The human BBB is a semi-permeable membrane that is highly
selective. The permeability of the BBB
is highly dependent on the size and polarity of the molecule, such that passive
diffusion will occur only in molecules that have a small molecular weight and
non-polar character.4 This study tested the ability of CB6 to cross
an artificial porcine brain sphingomyelin powder (BSM) based BBB, using a method similar to Parallel Artificial Membrane Permeation Assay (PAMPA)5,
to determine if it could be used as a valid biosensor for the hyperCEST imaging
technique. Methods
An
artificial BBB permeability membrane was constructed by coating porcine BSM
(Avanti Polar Lipids Inc., Alabaster, AB, USA) onto a polytetrafluoroethylene
(PTFE) syringe filter. A 0.5 mg/mL solution of BSM was prepared using deionized
distilled water (ddH2O).
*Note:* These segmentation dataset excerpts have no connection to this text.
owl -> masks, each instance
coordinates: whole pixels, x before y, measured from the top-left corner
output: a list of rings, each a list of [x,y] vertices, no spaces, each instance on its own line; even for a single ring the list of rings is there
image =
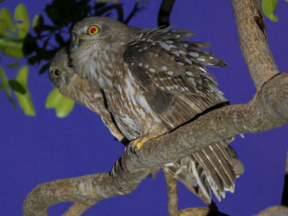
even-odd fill
[[[70,50],[77,75],[100,87],[118,128],[133,152],[147,140],[192,121],[227,100],[206,66],[225,66],[186,38],[193,33],[170,27],[143,29],[107,17],[86,18],[74,27]],[[205,135],[203,134],[203,135]],[[198,186],[209,202],[233,192],[244,171],[233,137],[162,167],[185,184]]]
[[[48,72],[51,82],[61,94],[99,115],[112,134],[119,141],[124,142],[124,136],[114,123],[100,88],[81,79],[74,72],[66,48],[55,55]]]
Four drops of the BSM solution were placed into the
surface of a 0.45 µm PTFE syringe filter and sat for 12 hours. A sample was
prepared using a 5 mM CB6 (Sigma Aldrich) solution in ddH2O water. This sample was placed onto the BSM coated
PTFE filter. A syringe containing the
CB6 and ddH2O water solution was secured to the top of the PTFE filter, while the
collecting end emptied into a microcentrifuge tube. This system was left for 20 hours to
diffuse. The pre and the post diffusion
samples were emptied into separate vials and underwent evaporation using a Buchi
Rotavapor® R-300 to eliminate the solvent from the tube. The remnants in the tube were dissolved in
500 µL of DMSO-d6 to prepare for 1H NMR. A CB6 reference sample was
prepared for 1H NMR, containing 500 µL of DMSO-d6 and CB6 hydrate.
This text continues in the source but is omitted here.